“If Gilbert should miss me,” she thought, “what will he do? what will he think?”
She quickened her pace even more as she thought of her husband. What unlooked-for difficulties might she not have to combat if Mr. Monckton should discover her absence, and send or go himself in search of her.
She had reached the outskirts of the wood by this time, and the low gate in the iron fence—the gateway through which she had passed upon the day when, for the first time, she saw her father’s old friend, Maurice de Crespigny.
This gate was very rarely locked or bolted, but to-night, to her surprise, she found it wide open.
She did not stop to wonder at this circumstance, but hurried on. She had grown very familiar with every pathway in the grounds during her walks beside Mr. de Crespigny’s invalid chair, and she knew the nearest way to the house.
This nearest way was across a broad expanse of turf, and through a shrubbery into the garden at the back of the rooms occupied by the old man, who had for many years been unable to go up and down stairs, and who had, for that length of time, inhabited a suite of rooms on the ground-floor, opening with French windows on to a tiny lawn, shut in and sheltered by a thick belt of pine and evergreens. It was in this shrubbery that Eleanor paused for a few moments to recover her breath after hurrying up the hill, and to reassure herself as to the safety of the papers which she carried in the bosom of her dress—Launcelot Darrell’s water-colour sketch, and her father’s letter. The picture and the letter were safe. She reassured herself of this, and was about to hurry on, when she was arrested by a sound near her. The laurel branches close beside her had rustled, as if parted by a man’s strong hand.
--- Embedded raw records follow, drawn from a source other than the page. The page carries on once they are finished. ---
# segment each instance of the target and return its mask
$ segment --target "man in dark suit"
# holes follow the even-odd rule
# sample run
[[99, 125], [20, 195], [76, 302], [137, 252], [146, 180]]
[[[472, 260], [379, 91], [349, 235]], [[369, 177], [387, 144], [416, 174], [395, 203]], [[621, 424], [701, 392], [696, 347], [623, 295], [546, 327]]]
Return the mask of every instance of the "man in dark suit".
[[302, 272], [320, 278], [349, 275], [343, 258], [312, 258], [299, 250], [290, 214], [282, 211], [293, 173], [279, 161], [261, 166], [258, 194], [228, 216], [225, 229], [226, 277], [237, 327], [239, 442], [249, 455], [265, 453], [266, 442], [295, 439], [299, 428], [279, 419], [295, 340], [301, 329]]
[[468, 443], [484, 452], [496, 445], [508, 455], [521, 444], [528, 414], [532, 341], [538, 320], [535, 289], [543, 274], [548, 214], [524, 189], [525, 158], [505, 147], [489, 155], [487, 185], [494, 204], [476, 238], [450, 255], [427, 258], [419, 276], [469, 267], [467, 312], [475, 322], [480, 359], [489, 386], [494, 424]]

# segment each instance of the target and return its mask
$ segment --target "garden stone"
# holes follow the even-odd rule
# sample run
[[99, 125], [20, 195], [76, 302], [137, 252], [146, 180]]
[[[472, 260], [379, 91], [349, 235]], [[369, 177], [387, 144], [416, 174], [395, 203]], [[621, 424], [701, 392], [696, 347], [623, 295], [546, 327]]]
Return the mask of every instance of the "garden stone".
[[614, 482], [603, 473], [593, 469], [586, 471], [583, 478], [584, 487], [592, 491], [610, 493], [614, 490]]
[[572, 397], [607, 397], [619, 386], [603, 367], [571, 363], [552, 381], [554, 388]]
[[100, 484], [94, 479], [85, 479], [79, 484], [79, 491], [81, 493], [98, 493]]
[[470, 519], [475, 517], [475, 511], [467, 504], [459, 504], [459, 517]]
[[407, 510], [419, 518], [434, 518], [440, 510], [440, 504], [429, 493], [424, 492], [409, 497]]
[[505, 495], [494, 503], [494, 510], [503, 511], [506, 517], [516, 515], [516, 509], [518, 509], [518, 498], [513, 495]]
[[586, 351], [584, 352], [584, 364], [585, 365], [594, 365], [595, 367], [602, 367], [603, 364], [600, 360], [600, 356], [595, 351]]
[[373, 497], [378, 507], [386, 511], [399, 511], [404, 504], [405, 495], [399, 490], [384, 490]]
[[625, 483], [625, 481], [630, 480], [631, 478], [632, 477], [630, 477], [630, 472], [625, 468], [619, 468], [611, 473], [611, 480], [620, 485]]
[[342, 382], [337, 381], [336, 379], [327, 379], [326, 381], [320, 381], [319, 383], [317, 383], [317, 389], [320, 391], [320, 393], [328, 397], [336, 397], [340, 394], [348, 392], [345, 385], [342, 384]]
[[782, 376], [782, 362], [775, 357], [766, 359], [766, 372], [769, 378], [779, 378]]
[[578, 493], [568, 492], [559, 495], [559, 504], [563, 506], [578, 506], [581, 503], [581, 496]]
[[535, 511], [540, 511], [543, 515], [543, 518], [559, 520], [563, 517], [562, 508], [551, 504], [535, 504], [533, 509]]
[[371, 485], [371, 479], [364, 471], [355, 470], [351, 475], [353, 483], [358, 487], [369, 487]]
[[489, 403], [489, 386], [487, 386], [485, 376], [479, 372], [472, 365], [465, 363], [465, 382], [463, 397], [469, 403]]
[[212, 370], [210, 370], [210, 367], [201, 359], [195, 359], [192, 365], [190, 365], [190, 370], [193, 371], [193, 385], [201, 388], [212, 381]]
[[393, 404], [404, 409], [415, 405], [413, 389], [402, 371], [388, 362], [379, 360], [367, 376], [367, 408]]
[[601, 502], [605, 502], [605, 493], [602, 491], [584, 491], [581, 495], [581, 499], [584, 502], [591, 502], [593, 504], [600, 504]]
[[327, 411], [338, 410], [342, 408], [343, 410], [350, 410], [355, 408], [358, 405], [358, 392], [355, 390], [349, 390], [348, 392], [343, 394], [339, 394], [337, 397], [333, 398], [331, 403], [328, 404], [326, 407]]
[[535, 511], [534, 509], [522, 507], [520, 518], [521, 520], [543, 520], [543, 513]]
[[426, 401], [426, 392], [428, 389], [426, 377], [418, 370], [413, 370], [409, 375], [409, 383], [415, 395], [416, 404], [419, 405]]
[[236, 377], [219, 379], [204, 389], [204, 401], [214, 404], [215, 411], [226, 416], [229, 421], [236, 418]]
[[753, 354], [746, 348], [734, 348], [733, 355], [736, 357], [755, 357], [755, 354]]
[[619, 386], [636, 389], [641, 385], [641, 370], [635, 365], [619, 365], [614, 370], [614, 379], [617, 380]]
Many times in her journey through the wood, Eleanor had been terrified by a rustling amongst the long grass about the trunks of the trees; but each time the sight of a pheasant flying across her pathway, or a frightened hare scudding away into the darkness, had reassured her. But this time there could be no mistake as to what she had heard. There was no game in Mr. de Crespigny’s garden. She was not alone, therefore. There was a man lurking somewhere under the shadow of the evergreens.
She stopped; clutched the documents that she carried in her breast, and then emerged from the shrubbery on to the lawn, ashamed of her fears.
The man whose presence had alarmed her was, no doubt, one of the servants—the gardener, most likely—and he would admit her to the house and save her any encounter with the maiden sisters.
She looked about the garden, but could see no one. Then, in a low voice, she called to the man by name: but there was no answer.